View from Wick
For my faculty visit to Caithness, I flew up from Edinburgh airport to Wick. A pleasant, if turbo-prop-noisy, flight, with spectacular scenery below the clouds and some breathtaking photos of sun-streamed sea from the porthole of the Saab 340.
We landed at Wick in summery sunshine, and I got a taxi to MacKay’s Hotel, which although it is addressed as Union Street, is in fact situated on the shortest street in the UK – Ebenezer Place, where it is not surprisingly no 1, there being no space for any other numbers. I was welcomed in, and went out for a walk around the town to find my bearings and get a flavour of the place. Wick is a neat, if rather elderly northern harbour town, and peaceful and picturesque as only a Scottish sea town can be.
When I came back to the hotel, the boss was floating around, and I identified myself as VP of the LSS. Such is the way of things in a little place in the remote Highlands, he said that not only had he seen me come in at the airport, and also seen me with my camera in High Street, but the pilot of the plane had told him that some guy had got off the place and taken a photo of it (maybe he thought I was from HMRC, or BALPA!). I explained that I would be loading up the photos on to my own Facebook page, and also submitting them to the Law Society of Scotland Journal, so the more images I got, the better. I told him of my mission to visit and consult with local solicitors, and the Society’s commitment to the whole of Scotland.
Purely in the interests of local relations I went down to the hotel bar for a pint of beer – I know, I know, the sacrifice.
After a hearty Highland breakfast, I and the other guest speaker, Sarah Boyle of Edinburgh firm SKO Family Solicitors, were picked up and taken to Ackergill Tower, a superb country house and grounds outside Wick, where the historic main tower building also serves as a small luxury hotel and opera house. Our meeting was in, of all places, the wooden tree-house in the grounds, which was ideal for a small conference, although a bit like something from Lord of the Rings. Our only sadness was that Sarah and I had to get the only flight back down to Edinburgh, so missed lunch in the opulent dining room of the Tower – where the huge walk-in inglenook fireplace may be familiar to those who perhaps saw pictures of (amongst many other celebs) broadcaster Phil Schofield’s wedding which was celebrated there. The walls throughout are hung with paintings, animal horns, battle standards – hundreds of years of local and noble history all around.

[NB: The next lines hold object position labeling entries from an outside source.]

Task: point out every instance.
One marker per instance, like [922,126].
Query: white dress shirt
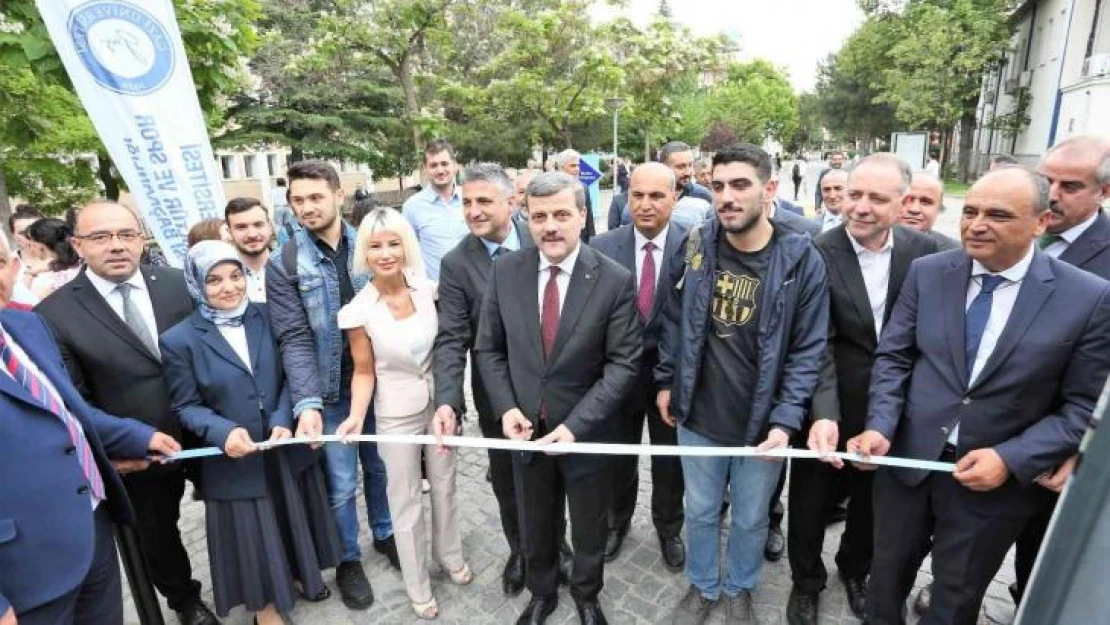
[1001,305]
[830,220]
[563,282]
[876,270]
[235,335]
[255,284]
[1068,237]
[659,241]
[139,295]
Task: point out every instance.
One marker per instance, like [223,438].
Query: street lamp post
[615,104]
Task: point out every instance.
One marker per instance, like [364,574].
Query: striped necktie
[40,390]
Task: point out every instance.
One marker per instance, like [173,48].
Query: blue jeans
[750,483]
[341,463]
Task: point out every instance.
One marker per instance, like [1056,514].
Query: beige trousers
[402,467]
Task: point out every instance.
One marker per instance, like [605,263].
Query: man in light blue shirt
[436,212]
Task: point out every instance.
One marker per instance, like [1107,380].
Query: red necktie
[646,295]
[32,381]
[551,311]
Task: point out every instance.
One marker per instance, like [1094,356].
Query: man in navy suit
[57,553]
[648,249]
[994,359]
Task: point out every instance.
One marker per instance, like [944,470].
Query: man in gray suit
[558,348]
[464,275]
[992,359]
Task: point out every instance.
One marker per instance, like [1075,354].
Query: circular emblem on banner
[124,48]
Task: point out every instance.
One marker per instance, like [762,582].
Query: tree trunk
[404,72]
[967,132]
[104,172]
[4,204]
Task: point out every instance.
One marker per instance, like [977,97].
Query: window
[228,165]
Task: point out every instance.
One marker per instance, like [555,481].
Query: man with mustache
[558,348]
[739,354]
[251,232]
[992,359]
[926,201]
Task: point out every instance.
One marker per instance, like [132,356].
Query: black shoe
[354,587]
[613,542]
[389,548]
[512,577]
[801,607]
[924,600]
[693,608]
[773,551]
[589,613]
[197,614]
[856,587]
[674,553]
[538,610]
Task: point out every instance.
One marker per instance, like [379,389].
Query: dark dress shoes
[674,553]
[856,587]
[512,577]
[197,614]
[613,542]
[589,613]
[776,543]
[389,548]
[354,587]
[801,608]
[538,610]
[924,600]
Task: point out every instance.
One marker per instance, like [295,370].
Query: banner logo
[125,49]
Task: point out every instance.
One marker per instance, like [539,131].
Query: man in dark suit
[558,348]
[925,204]
[867,259]
[464,275]
[648,248]
[954,381]
[1078,233]
[57,554]
[107,322]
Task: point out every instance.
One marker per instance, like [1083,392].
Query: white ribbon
[598,449]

Getting down to business, I talked to the Caithness Faculty solicitors about current Law Society of Scotland and solicitor issues – ABS, legal aid, conveyancing practice in the high street, the constitution – both to inform colleagues of what is happening, but also to hear their responses, opinions and wishes. I stressed that we are one profession and wish to support each other, with similar pressures and problems to confront. What I got from the solicitors was a recognition of the issues at hand, a determination to succeed, a wish to be kept entirely within the loop, and a demand in particular that the Society use all possible means – electronic and otherwise – to provide leadership, advice, response and CPD (especially CPD) as copiously as provided for more central areas. Our conference was geared up to take videoconferencing from other contributors later on in the day.
It was pointed out to me that solicitors in remote areas, especially Highlands and Islands areas, are expert in the most modern means of communication and information sharing – because they have to be, and they sometimes feel as if the Society is a little behind the pace on some occasions on these matters.
Sarah spoke expertly and engagingly on LGBT issues in family law, especially surrogacy and gay adoption, and in spite of these being slightly esoteric subjects for a small-town audience, she articulately tied them in to family law practice generally, so the audience was most interested in the whole talk.
I thoroughly enjoyed the trip and meeting colleagues, and there is no doubt that in spite of electronic means of communication, there is ultimately no substitute for being with people in real time and space. And as ever, there is always much more that joins us as solicitors than separates us.
And I got further north than I had ever been in my life so far.